ETHIOPIA · MARKETS
Key Facts
—The milestone: Ethiopia is set to publish its first-ever stock market index by the end of June.
—The backstory: One of Africa’s biggest economies had no stock exchange at all until 2025.
—The exchange: The Ethiopian Securities Exchange now hosts its first listings, led by Ethio Telecom.
—The pipeline: Regulators are targeting nine listings by 7 July, with more than 70 prospectuses under review.
—Why it matters: An index gives global fund managers a way to track and invest in a 120-million-person economy.
—The driver: It is the latest step in Ethiopia’s cautious opening of a long-closed economy.
Ethiopia is about to publish its first stock market index, a milestone for a country that had no exchange at all until last year. The young Ethiopian Securities Exchange is opening one of Africa’s largest economies to global investors for the first time.
Why this matters
For outsiders, the headline is striking: until 2025, Ethiopia had no stock market. One of Africa’s most populous nations, with more than 120 million people, ran its economy without one.
That is now changing fast. A first market index, due by the end of June, will give investors a single number to track the new exchange’s performance.
An index is more than a scoreboard. It is the tool fund managers use to benchmark, build products and decide where to put money.
Most countries built stock markets generations ago. That Ethiopia is doing it only now is a measure of how state-controlled its economy has long been.
What the Ethiopian Securities Exchange has built
The Ethiopian Securities Exchange opened in 2025 after years of preparation. It is the centrepiece of a wider push to modernise the economy.
Its marquee listing so far is Ethio Telecom, the state telecoms operator, partly privatised and floated to the public. Nearly 47,400 investors bought shares worth about $20 million.
Three companies now trade on the exchange, including two banks. The first index will track the banking-heavy main board.
The exchange was decades in the making, repeatedly promised and delayed. Its arrival ranks among the most consequential financial reforms in the country’s history.
A rush of listings
The exchange is not standing still. Four more financial institutions are preparing to list in the coming weeks.
Regulators are aiming for nine listings before the Ethiopian fiscal year ends on 7 July. More than 70 company prospectuses are under review.
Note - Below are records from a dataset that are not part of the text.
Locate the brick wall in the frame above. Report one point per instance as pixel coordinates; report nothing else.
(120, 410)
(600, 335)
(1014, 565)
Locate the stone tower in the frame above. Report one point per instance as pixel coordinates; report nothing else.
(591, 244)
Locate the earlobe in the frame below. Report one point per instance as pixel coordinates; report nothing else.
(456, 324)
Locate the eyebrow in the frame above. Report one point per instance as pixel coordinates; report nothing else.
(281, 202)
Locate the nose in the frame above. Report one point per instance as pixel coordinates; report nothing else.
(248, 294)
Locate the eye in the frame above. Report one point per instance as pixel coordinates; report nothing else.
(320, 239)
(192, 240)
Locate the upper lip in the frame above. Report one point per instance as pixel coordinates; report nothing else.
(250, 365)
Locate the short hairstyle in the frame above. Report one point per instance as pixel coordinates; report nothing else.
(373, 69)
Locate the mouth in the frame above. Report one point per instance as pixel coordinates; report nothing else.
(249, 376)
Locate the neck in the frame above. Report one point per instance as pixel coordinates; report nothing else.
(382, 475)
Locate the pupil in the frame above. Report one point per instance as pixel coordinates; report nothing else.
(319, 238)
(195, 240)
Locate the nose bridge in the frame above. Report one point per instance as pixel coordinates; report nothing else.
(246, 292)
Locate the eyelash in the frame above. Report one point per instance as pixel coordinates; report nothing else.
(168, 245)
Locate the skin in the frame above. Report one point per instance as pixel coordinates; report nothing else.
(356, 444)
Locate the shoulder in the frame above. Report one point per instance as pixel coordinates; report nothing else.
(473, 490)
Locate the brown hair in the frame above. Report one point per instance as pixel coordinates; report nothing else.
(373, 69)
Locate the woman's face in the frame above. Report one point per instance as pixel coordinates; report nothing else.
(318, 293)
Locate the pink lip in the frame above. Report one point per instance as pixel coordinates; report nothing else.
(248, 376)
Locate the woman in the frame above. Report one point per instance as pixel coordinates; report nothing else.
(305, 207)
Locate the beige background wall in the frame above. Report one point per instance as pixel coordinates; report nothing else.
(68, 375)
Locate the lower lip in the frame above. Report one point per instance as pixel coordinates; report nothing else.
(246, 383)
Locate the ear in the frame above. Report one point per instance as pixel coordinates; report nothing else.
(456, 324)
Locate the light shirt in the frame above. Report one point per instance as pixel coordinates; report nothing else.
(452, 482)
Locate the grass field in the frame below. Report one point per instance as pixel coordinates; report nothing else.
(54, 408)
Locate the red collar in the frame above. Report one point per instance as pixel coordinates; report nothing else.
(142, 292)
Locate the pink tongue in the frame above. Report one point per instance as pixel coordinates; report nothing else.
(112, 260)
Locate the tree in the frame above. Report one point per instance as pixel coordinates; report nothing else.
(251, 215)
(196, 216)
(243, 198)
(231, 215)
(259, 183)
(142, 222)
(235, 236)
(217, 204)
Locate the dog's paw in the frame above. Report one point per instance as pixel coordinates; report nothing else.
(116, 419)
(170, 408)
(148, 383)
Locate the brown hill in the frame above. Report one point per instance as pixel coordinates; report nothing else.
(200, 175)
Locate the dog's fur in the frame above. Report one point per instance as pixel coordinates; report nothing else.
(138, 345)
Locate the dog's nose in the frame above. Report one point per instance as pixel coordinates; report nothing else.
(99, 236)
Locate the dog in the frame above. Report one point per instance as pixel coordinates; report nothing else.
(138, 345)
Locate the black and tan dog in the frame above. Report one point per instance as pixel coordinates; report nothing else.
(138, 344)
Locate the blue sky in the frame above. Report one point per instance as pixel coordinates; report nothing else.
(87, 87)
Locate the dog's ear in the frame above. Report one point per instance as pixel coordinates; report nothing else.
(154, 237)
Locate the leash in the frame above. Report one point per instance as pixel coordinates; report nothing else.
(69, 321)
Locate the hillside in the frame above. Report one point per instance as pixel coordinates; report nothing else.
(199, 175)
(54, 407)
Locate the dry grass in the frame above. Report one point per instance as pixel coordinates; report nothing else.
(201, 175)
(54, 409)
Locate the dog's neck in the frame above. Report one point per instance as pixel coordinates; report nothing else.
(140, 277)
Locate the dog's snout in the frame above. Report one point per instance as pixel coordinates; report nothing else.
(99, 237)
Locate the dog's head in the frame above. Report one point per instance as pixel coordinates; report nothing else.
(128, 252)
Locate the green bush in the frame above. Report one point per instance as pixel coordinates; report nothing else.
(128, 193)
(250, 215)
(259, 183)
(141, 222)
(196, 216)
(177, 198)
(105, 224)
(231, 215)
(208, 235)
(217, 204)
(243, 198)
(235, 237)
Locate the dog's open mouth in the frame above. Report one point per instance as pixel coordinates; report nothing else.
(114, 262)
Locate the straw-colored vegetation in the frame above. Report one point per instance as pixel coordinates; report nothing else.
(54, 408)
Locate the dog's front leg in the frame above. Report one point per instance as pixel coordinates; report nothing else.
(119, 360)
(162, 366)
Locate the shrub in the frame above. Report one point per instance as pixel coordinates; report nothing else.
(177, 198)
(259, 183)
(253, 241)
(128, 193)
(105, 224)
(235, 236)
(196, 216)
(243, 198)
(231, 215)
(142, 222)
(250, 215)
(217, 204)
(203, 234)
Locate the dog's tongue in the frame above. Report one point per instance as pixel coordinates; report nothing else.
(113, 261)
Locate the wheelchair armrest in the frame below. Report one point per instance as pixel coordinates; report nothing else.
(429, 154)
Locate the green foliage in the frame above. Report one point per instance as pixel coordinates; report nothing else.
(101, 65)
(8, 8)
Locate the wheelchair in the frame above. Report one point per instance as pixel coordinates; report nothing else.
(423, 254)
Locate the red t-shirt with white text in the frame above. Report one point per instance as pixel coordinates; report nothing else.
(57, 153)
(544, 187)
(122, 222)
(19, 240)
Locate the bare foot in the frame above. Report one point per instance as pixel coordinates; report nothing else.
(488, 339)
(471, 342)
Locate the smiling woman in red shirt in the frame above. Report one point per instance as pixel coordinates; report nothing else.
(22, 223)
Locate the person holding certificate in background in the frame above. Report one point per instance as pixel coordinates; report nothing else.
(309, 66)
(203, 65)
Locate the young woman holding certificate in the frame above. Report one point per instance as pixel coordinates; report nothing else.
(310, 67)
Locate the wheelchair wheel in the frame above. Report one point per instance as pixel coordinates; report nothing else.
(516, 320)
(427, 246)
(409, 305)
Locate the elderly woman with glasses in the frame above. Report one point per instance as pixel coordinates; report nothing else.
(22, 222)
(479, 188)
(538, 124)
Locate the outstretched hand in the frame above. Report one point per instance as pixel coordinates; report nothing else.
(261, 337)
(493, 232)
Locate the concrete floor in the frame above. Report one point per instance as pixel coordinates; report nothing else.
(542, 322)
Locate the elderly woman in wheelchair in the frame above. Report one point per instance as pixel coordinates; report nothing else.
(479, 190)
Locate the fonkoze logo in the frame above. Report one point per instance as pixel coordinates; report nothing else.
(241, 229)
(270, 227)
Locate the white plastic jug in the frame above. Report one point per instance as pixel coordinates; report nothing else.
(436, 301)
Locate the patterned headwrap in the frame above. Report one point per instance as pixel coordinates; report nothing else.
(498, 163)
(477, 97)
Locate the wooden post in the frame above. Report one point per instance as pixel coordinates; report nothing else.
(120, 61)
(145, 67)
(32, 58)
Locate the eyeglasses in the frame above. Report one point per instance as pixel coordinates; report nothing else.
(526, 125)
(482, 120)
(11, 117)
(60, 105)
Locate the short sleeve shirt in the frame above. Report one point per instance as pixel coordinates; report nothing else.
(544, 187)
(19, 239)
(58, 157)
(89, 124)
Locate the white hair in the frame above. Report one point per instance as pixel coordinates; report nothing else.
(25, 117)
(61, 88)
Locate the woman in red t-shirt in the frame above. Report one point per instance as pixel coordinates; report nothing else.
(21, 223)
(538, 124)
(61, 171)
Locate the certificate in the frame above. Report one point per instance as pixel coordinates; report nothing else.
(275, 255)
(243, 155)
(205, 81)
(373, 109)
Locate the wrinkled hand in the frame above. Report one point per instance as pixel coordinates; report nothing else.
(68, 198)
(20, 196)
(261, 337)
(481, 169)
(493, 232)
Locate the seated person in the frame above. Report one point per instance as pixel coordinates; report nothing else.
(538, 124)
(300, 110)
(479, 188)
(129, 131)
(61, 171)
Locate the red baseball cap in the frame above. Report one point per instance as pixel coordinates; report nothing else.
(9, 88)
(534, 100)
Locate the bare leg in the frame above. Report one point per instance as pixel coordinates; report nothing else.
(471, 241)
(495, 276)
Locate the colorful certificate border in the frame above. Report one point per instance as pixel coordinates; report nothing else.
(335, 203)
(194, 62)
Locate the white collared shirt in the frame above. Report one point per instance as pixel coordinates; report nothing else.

That pipeline matters. A market with only a handful of stocks is thin; a steady flow of listings is what makes it investable.
The bigger story: a closed economy opening
The exchange is part of a broader liberalisation under Prime Minister Abiy Ahmed. Ethiopia has been opening sectors long shut to private and foreign capital.
The government floated its currency in 2024 and began opening banking and telecoms. The stock market is the capstone of that shift.
For our readers, the pattern is familiar from frontier markets elsewhere: a state-led economy cautiously inviting private money in.
Ethiopia is Africa’s second-most-populous country and one of its fastest-growing economies. A working capital market lets it raise money at home, not only from foreign lenders.
What it means for investors
A new exchange with an index is an opening, not a finished market. Liquidity is low, listings are few and the rules are still being written.
But that is also the appeal. Early entrants to a frontier market can capture growth before it is priced in, if they accept the risks.
For frontier-market funds, a new exchange is a rare find: a market being built from scratch. The ground floor is exactly what they hunt for.
Access is improving. International investors can increasingly take part through licensed local brokers, though currency and political risks remain.
The risks
Ethiopia’s promise comes with caveats. The country is recovering from conflict, carries heavy debt and has wrestled with high inflation.
Foreign-currency shortages have long made it hard to move money in and out. How freely investors can repatriate profits will shape appetite.
Ethiopia also restricts foreign ownership in some sectors. The fine print on who can buy what is still being settled.
A young exchange is also untested in a downturn. Its resilience will only be proven over time.
What to watch next
The immediate marker is the index itself, due by the end of June. Its launch turns the exchange from a list of stocks into a tracked market.
After that, watch the pace of listings and whether foreign investors actually arrive. Numbers, not announcements, will tell the story.
Either way, a threshold has been crossed. Ethiopia now has a stock market, and will soon have a single number to track it by.
The deeper test is Ethiopia’s reforms holding. The market will rise or fall with the wider opening of the economy.
Frequently asked questions
What is the Ethiopian Securities Exchange?
It is Ethiopia’s stock market, which opened in 2025 after the country spent decades with no exchange at all. It now hosts its first listings, led by Ethio Telecom.
Why does Ethiopia’s first stock index matter?
An index gives investors a single benchmark to track the market and build products around. It is a key step in opening one of Africa’s biggest economies to global capital.
How many companies are listed?
Three companies currently trade, including two banks, with the first index tracking the banking-heavy main board. Regulators are targeting nine listings by 7 July 2026.
Can foreign investors buy in?
Access is improving through licensed local brokers, but currency shortages and political risk remain. Repatriating profits has historically been difficult in Ethiopia.